Critica publicada na Revista Fatos
Por Tânia Brandão – Rio de Janeiro – 28.10.1985

Barra

Irmãos Azevedo ainda fazem rir

O Comendador (Ernani Moraes), doido para ter netinhos, decide casar a jovem Júlia (Denise Fraga), bem-dotada, com o rapagão mais saudável que aparecer, um pretendente que seja no físico mesmo um bom reprodutor. Homem letrado, inebriado pela ciência, o Comendador leu obras especializadas para fixar seus critérios de seleção e tenta aplicá-los em toda oportunidade que aparece. A sua maior paixão é a fisiologia. A sua vida, uma sopa de letras em que conceitos apressados e realidades miúdas se misturam. Ele fica, então, tolamente confuso diante da necessidade de esclarecer se a saúde vem de um título – como capitão – ou do próprio físico de cada um. Como os demais personagens também são tolos, a peça é uma obra-prima no exercício do truque do engano de pessoa (identidades trocadas). Cada um toma o outro por um outro e quase que acabam todos no hospício do Doutor Fortes (Henri Pagnoncelli). Ninguém se entende, numa cascata sensacional de efeitos. O texto é obrigatório.

Em cena, tipos cômicos mais do que bem acabados, urdidos com maestria pela notável dupla dinâmica do Maranhão naturalista, Arthur e Aluízio de Azevedo, belos discípulos de Zola. Pelo menos neste texto. Na melhor tradição de Molière, os personagens são precisos para indicar o automatismo cotidiano das gentes, o momento em que as gentes se deixam aprisionar por ideias miúdas e esquecem definitivamente de pensar, soltar a cabeça. Não há como não rir, pois tudo foi feito para isto, como os vaudevilles do fim do século. Casa de Orates é uma casa onde ninguém se entende, cada um encerrado em suas mais pobres obsessões, verdades ou desejos pequenos, num vendaval de equívocos tão ridículos como a troca das portas.

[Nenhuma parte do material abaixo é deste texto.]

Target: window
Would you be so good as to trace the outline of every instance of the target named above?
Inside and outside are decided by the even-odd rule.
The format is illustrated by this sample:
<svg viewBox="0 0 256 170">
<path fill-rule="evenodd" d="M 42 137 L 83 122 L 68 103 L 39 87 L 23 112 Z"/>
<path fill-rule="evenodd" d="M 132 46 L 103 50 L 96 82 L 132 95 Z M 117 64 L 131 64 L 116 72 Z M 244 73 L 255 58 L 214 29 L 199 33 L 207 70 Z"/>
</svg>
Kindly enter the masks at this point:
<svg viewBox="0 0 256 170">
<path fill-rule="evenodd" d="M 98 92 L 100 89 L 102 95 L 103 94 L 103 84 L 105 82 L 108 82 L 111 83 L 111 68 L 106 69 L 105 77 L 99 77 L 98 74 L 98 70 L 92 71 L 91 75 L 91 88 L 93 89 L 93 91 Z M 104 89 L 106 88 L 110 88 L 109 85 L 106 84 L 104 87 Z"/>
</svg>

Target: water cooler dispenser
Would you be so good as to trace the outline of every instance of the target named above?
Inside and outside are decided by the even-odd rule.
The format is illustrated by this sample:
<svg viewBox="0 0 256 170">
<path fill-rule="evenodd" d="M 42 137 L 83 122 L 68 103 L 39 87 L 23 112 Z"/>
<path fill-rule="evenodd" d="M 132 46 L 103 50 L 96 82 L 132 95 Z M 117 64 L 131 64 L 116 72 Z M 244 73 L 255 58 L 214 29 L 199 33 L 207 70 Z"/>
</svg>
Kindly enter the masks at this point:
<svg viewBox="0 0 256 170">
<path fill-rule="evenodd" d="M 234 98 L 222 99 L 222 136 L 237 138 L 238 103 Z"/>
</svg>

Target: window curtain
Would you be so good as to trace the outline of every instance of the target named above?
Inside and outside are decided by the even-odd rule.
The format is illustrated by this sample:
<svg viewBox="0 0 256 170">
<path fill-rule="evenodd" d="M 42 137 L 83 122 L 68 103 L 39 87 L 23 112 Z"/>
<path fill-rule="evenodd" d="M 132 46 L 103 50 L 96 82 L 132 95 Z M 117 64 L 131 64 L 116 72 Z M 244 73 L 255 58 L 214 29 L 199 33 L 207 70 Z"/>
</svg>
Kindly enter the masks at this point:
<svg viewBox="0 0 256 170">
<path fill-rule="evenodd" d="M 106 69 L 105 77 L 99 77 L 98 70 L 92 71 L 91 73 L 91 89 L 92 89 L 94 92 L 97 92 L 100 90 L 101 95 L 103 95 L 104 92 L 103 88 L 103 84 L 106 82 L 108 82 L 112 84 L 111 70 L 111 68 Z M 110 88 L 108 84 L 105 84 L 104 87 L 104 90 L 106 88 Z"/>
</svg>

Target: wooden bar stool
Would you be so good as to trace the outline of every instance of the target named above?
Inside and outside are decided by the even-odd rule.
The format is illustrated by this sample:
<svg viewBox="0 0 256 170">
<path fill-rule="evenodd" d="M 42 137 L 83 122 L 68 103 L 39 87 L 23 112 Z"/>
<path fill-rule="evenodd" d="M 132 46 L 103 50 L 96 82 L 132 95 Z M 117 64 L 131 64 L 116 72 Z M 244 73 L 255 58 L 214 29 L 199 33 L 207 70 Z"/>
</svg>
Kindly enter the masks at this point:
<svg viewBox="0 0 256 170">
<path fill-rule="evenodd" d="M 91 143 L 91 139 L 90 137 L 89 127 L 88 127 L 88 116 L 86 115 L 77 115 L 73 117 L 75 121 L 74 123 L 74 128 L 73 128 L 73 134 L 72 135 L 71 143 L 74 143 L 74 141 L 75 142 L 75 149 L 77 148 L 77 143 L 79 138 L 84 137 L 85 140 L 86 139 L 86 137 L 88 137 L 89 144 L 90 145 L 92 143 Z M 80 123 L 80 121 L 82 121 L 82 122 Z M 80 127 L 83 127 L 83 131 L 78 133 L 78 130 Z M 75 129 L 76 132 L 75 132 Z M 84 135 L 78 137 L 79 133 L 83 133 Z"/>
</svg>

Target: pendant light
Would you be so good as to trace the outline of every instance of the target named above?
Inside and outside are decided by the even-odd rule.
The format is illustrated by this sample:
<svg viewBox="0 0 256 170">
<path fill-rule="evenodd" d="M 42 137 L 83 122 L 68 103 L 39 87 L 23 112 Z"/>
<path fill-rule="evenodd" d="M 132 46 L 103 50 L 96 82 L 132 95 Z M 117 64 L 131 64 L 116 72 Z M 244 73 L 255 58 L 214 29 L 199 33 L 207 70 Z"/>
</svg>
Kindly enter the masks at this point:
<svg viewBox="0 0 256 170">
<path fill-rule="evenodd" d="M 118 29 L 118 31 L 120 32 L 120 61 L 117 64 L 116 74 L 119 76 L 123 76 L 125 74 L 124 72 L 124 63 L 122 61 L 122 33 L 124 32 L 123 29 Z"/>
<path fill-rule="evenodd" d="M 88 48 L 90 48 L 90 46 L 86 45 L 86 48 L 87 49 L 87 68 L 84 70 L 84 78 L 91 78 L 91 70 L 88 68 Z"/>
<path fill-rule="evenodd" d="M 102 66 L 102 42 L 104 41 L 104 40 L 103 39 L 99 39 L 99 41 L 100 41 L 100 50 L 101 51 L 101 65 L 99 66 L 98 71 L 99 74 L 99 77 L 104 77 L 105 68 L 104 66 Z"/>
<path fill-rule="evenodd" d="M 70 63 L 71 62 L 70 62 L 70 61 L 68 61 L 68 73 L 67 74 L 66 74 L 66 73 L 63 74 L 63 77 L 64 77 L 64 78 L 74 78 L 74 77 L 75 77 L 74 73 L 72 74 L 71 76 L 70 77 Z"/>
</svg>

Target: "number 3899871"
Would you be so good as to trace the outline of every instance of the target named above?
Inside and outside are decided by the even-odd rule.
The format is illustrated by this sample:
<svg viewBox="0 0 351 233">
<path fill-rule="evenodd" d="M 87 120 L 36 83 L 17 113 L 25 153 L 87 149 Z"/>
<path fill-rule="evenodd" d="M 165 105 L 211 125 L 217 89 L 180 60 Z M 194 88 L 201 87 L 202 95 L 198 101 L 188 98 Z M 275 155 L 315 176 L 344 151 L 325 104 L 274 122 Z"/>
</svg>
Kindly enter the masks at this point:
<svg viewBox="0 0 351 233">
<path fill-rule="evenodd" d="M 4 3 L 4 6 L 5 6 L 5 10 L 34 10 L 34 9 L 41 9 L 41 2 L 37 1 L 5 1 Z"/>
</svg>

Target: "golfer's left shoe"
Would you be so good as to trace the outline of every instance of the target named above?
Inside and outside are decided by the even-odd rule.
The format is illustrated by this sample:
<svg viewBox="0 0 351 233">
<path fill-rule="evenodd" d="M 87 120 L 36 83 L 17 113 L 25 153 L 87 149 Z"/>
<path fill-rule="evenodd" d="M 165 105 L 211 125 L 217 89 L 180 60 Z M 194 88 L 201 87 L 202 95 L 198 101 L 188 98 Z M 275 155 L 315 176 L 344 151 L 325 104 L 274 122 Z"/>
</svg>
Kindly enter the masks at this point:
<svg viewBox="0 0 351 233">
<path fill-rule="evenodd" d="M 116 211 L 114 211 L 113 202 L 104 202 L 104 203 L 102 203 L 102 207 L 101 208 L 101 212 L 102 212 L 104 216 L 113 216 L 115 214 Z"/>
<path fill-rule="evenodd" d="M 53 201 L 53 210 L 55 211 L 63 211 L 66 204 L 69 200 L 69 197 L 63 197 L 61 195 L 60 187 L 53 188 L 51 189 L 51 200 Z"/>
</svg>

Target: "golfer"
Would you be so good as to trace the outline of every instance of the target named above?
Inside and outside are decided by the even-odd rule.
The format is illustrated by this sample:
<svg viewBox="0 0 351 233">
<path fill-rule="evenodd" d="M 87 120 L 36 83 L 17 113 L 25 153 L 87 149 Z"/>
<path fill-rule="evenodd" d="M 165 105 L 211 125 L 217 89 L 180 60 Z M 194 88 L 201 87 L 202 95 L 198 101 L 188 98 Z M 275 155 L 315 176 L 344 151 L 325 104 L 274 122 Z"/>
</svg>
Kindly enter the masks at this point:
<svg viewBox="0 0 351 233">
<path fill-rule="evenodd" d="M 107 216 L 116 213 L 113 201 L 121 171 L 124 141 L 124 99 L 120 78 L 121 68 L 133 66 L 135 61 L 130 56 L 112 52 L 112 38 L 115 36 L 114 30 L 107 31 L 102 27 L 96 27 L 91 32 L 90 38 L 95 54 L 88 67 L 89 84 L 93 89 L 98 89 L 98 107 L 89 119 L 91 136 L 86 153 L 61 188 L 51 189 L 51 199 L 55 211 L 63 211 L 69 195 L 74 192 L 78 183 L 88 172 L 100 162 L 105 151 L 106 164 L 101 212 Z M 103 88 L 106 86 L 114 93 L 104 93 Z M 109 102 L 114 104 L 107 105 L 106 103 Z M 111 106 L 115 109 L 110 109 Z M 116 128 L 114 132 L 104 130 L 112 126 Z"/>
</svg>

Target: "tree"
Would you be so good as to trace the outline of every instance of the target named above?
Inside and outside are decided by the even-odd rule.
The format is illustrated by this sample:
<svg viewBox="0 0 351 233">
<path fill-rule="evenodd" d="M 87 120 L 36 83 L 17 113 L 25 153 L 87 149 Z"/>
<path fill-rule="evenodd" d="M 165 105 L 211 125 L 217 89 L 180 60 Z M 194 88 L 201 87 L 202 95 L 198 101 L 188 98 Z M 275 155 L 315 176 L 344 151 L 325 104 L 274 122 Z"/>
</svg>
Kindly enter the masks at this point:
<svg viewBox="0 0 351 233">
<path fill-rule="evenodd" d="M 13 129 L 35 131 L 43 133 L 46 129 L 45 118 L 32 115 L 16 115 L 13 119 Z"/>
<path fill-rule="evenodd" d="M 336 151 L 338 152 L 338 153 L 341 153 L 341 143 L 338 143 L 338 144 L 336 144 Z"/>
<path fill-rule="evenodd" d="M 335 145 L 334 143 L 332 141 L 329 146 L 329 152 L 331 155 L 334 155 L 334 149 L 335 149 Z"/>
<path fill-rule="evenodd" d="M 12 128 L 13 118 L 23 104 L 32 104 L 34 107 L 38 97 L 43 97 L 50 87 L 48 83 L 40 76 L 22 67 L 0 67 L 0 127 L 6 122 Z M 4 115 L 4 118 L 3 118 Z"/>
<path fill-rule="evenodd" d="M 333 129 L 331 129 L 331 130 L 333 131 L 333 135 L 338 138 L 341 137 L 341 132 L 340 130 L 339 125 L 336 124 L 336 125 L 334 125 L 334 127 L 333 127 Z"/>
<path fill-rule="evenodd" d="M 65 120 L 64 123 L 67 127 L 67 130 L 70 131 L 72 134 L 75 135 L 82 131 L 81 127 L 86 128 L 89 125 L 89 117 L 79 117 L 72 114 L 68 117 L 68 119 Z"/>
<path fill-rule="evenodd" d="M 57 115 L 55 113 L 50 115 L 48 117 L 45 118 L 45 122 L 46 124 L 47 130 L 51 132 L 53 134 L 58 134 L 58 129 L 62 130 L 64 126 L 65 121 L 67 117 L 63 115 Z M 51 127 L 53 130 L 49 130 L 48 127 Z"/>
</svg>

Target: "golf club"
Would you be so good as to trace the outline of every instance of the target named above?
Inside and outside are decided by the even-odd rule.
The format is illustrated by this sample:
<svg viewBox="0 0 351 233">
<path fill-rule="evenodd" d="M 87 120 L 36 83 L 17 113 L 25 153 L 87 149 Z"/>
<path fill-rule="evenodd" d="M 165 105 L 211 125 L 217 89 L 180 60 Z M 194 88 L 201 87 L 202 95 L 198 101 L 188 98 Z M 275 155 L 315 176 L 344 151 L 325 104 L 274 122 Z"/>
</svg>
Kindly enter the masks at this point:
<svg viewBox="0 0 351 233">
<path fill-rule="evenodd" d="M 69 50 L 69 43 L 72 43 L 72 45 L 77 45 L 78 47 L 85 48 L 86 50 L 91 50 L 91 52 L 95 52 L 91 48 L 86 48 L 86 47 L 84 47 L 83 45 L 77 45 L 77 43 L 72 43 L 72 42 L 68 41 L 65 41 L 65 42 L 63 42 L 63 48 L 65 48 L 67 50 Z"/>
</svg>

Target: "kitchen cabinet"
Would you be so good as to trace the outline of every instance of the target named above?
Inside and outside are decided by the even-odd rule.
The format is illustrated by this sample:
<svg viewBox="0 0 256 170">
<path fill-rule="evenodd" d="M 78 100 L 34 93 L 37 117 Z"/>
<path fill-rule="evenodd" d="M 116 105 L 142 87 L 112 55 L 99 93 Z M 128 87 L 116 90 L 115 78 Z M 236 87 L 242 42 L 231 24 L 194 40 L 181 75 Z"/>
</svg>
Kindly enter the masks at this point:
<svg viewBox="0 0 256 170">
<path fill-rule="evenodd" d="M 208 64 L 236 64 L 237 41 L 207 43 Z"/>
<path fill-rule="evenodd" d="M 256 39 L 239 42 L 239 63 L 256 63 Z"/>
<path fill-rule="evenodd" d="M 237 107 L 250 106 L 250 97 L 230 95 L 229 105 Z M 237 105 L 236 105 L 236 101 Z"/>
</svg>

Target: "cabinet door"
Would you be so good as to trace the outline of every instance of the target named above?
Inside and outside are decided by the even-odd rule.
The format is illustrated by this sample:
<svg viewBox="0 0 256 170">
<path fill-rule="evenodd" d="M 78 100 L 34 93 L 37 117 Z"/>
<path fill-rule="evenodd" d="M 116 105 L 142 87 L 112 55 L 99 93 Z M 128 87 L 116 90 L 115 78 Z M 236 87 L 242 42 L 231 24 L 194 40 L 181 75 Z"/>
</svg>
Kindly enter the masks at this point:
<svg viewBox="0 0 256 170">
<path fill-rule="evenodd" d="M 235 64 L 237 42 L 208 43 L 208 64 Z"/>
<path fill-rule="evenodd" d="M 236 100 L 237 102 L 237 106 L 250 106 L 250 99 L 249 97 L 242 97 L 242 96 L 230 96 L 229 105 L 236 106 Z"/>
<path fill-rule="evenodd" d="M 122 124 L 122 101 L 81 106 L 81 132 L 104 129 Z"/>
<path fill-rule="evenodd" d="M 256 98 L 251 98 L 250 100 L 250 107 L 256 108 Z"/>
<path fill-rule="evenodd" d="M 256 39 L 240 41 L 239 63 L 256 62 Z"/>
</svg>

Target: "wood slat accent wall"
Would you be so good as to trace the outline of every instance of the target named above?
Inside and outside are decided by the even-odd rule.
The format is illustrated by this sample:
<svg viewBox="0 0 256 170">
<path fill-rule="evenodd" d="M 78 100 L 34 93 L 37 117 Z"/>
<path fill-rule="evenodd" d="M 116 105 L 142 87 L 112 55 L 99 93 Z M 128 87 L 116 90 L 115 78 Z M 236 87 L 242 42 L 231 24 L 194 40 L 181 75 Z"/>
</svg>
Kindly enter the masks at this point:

Na direção, Eduardo Tolentino faz um exercício minucioso de carpintaria. Procurou sintonizar, tematicamente, a mania de saúde do Comendador com a mania atual de saúde, abacaxi e malhação. Esta opção justifica alguns pequenos exageros de tom ao longo da montagem, na linha de caricatura que é peculiar ao Grupo Tapa, sob a direção de seu principal líder. Estes pequenos exageros distanciam a cena, revelando-a como coisa do passado, para que afinal ironicamente se insinue que a vida não mudou tanto assim. Continuamos a ser um punhado de tontos.

É programa imperdível para quem gosta de teatro e sobretudo para o público-eleito, os estudantes, aos quais a montagem se destina. É teatro para estudantes com alto nível de produção. Os atores estão fantásticos, mesmo os mais inexperientes, como a muito jovem Denise Fraga, ótima atriz. Os mais experientes, a maioria veterana no grupo, dão show. Vez por outra chegam quase ao exagero, beiram o overacting. Os cenários, excelentes, brincam maliciosamente com a ideia de que o palco é, afinal, uma caixa. São assinados por Ricardo Ferreira e Olinto Mendes de Sá, cenógrafos permanentes do grupo. Malícia da mesma família percorre os figurinos, de Lola Tolentino, preocupados com uma certa reconstituição de época levemente teatral.

O Grupo Tapa, do Projeto-Escola (indicação para o Troféu Mambembe-85), é responsável por este Festival de Teatro Brasileiro, que ofereceu à plateia estudantil também encenações de O Noviço, de Martins Penna, e de Caiu o Ministério, de França Júnior. O espetáculo que agora entra em cartaz explora todos os elementos do texto enquanto vaudeville e brincadeira, até mesmo na música, em contraponto com a época, forte apoio para a linha do diretor, que é, no fundo, a de revelar à plateia que nós, humanos, ao som de rock ou de polca, vivemos correndo o risco de ser tontos, joões-bobos como o Comendador.